Die Männer, die ihn flankierten, waren jünger und kleiner, aber ebenso formell gekleidet. Ihr Gebaren war das von Lakaien; jede Bemerkung des Großen quittierten sie mit eifrigem Nicken.
Sobald die drei außer Sichtweite waren, trat Joe auf den Platz hinaus. Da sah er eine Frau in seine Richtung eilen; sie hielt den Kopf gesenkt, während sie sich bemühte, einen Regenschirm aufzuspannen. Schließlich sprang er mit einem ploppenden Geräusch auf, und die Frau hob den Kopf. Sie erblickte Joe und stieß einen überraschten Ruf aus.
Er hob die Hände – die universelle Geste der Beschwichtigung. »Entschuldigen Sie. Können Sie mir helfen? Ich suche jemanden.«
»Ach ja?« Der Ton der Frau war trocken, aber nicht unbedingt feindselig. Sie war in einen dicken Wollmantel gehüllt. Um die dreißig, schätzte er, mit dunklen Haaren und dunklen Augen, aus denen eine wache Intelligenz sprach.
»Kennen Sie eine Diana Bamber?«
Die Frau runzelte die Stirn und trat einen halben Schritt zurück. Sie musterte Joe von Kopf bis Fuß, als wollte sie ihren ersten Eindruck revidieren. »Diana Bamber?«
»Sie hat hier zusammen mit ihrem Mann Roy ein B&B geführt, aber er …«
»Ich weiß, wen Sie meinen. Sie heißt jetzt Diana Walters. Hat ihren Mädchennamen wieder angenommen.«
»Ah. Können Sie mir sagen, wo sie wohnt?«
Die Frau deutete mit ihrer freien Hand zur Strandpromenade. »Sie biegen am Ende der High Street links ab und folgen der Küstenstraße bis zur Potters Lane. Das B&B heißt ›The Dolphin‹. Es ist ungefähr auf halbem Weg die Straße rauf auf der rechten Seite.«
»Danke.«
»Gern geschehen«, sagte sie, doch so hörte es sich ganz und gar nicht an.

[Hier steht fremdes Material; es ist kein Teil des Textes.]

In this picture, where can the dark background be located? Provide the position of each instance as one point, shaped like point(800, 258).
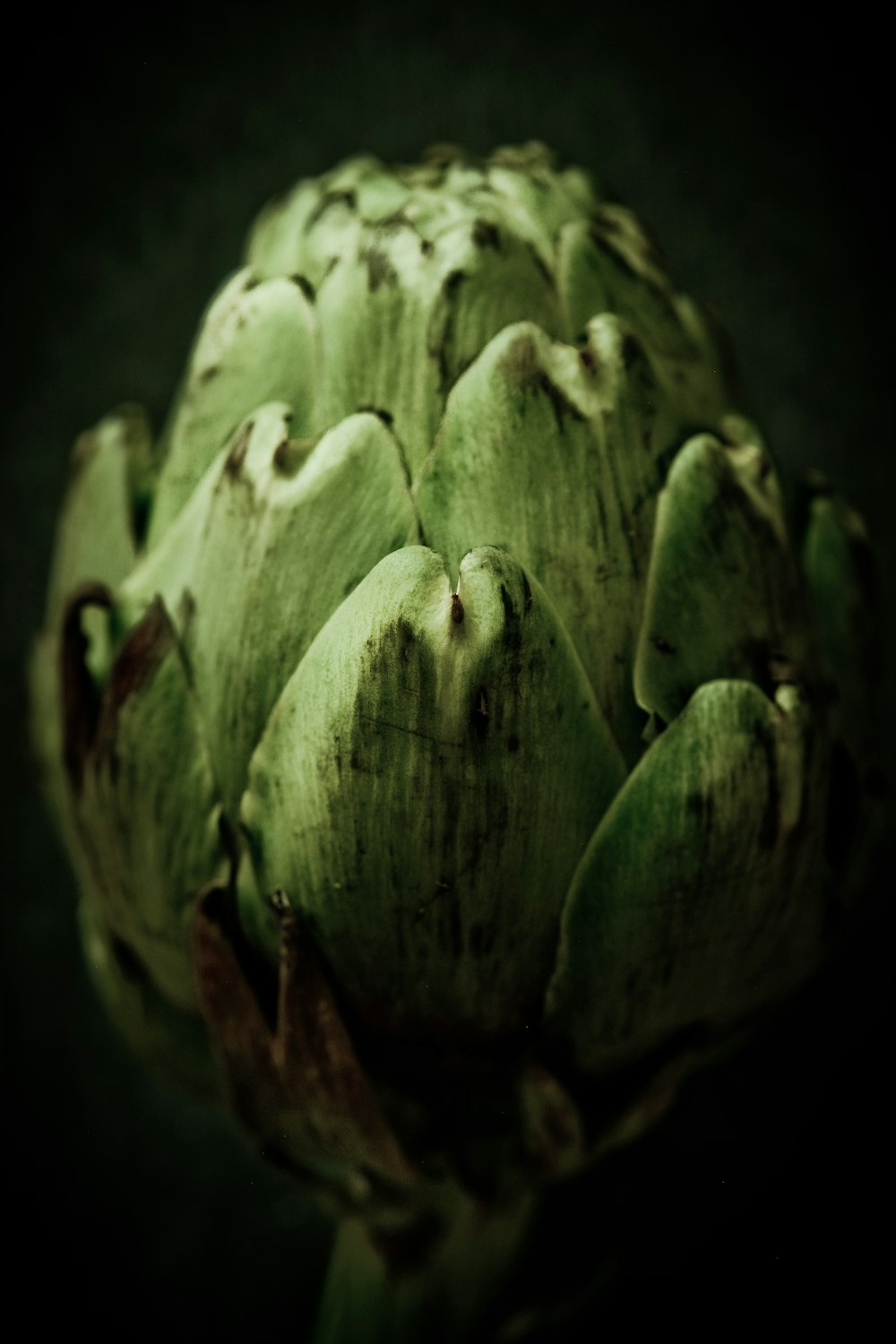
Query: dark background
point(137, 151)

Joe grübelte über diese neuerliche charmante Begegnung nach, während er den Weg zurückging, den er gekommen war, und auf die Küstenstraße einbog. Ein weißer Lieferwagen kam ihm entgegen, dessen Scheinwerfer den Asphalt mit gelbem Licht fluteten. Der Wagen verlangsamte die Fahrt, als er auf Joes Höhe war, und Joe spürte, wie sich die Augen des Fahrers auf ihn hefteten. Es war ein junger Mann, der eine Art Uniform trug, und er musterte ihn mit jenem strengen Blick, den Joe selbst oft eingesetzt hatte, als er noch in Uniform unterwegs gewesen war: Ich hab dich auf dem Kieker, Freundchen.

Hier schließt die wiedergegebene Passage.